What Cohen and coauthors show is that whether you’re trying to maximize a gravity potential between billiard balls, minimize the Coulomb force potential between protons, or whatever crazy (but nice) potential function you might have in mind, the answer is always the E8 lattice in 8D and the Leech lattice in 24D! They do even more. They show that if you have any other periodic configuration which minimizes a nice potential function, then the configuration must essentially be the E8 lattice or the Leech lattice. Not only do they give a minimum configuration, but they give the only minimal configuration in their respective dimensions.

It is a truly remarkable result and shows how special these lattices are. No matter how you measure it, they are singularly tightly packed. In their dimensions, nobody can compare.

That’s the good news. The bad news is physicists and chemists don’t care about dimensions 8 and 24. Like most of us, they mostly care about dimensions 1, 2, 3, and maybe 4.

Shockingly, it was only in 2007 when Henry Cohn and Abhinav Kumar proved the integers minimize every nice potential function in one dimension. It is believed by experts that the Hexagonal Lattice minimizes potential functions in two dimensions. But it is not proven and seems to be quite hard. Two dimensions is already a hard open problem, although at least we have a guess.

In three dimensions it seems even more mysterious. Experimental evidence suggests the minimal configurations may depend on the density you choose and do not even need to be periodic. I, at least, found this surprising. While in principle there is no reason the potential functions must be minimized by a periodic configuration, the potential function only depends on distance and so gives the same values everywhere in space. It would seem reasonable to expect if the potential function is the same everywhere, then so should be the minimal configuration.

Even though it’s a human endeavor, mathematical truth doesn’t care about our preferences. We’ll just have to wait to see what Drs. Cohn, Kumar, Miller, Radchenko, and Viazovska next pull out of their collective sleeve.

A shadow of the E8 Lattice (From Wikipedia).

[1] Although some of the other images are harder to explain.

[2] By “density” we mean the fraction of space filled by the spheres.
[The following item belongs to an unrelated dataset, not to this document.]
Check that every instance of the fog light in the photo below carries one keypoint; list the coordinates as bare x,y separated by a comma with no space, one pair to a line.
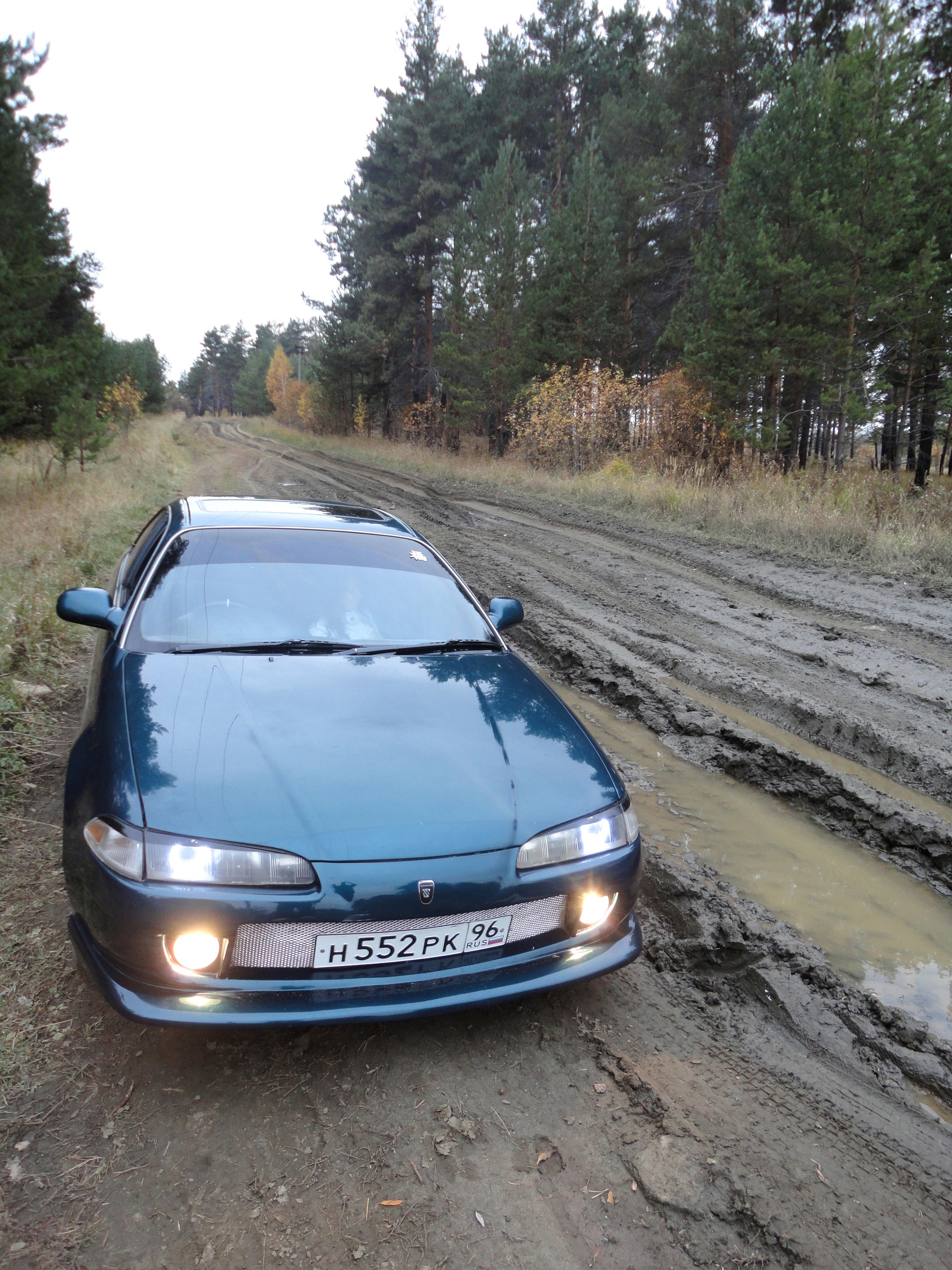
196,951
595,908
So density 1 means space is filled completely by spheres; 0.9 would mean it is 90% spheres, 10% gaps between spheres; etc.

[3] Here and below we’ll mostly be interested in the case when there are infinitely many points. This leads to some technicalities in the math, but they’re easily dealt with so we’ll sweep them under the rug.

[4] Well, it depends on their masses, too, but if we keep the balls the same and only vary their distance, then the force will only depend on the distance.

[5] Video from here.

[6] A nice potential function is one where its even derivatives are always positive and its odd derivatives are always negative. In particular, this means the potential always decreases as the distances get bigger. Nice potential functions include inverse power laws and Gaussians, both of which frequently show up in the real world.